The category key file supplied with the example microdata dataset is shown below.

example/src/microdata/catkeys.csv:

variable name,category code,category key
city,0,23898
city,1,53015
city,2,10564
sex,0,60090
sex,1,50310
siblings,0,7126
siblings,1,20954
siblings,2,27394
siblings,3,2003
siblings,4,27061
siblings,5,18056
siblings,6,36261

Structural zeros variables

An array consisting of the names of rule variables to use as structural zeros variables when performing zero perturbation. The entries are processed in order. Each source of a specified variable uses that variable as the structural zeros variable unless it has already been assigned to a previous entry in the array. Queries on any sources of these variables have zero perturbation applied. An equivalent query using the appropriate structural zeros variable is used to determine zeros that should not be perturbed.
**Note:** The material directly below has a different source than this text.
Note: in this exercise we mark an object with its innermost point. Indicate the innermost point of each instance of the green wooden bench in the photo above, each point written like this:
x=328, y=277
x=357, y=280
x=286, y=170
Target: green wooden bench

A base variable cannot be used as a structural zeros variables. Nor can a variable that is a source of another structural zeros variable.

Percentage of ones perturbed to zero

The percentage of ones perturbed to zero is specified in the configuration file. This is the percentage of cells with unperturbed value of one at the structural zeros variable perturbed down to zero to match the number of zeros perturbed up. This thus determines number of zeros perturbed for a query. The default is 29.999000%.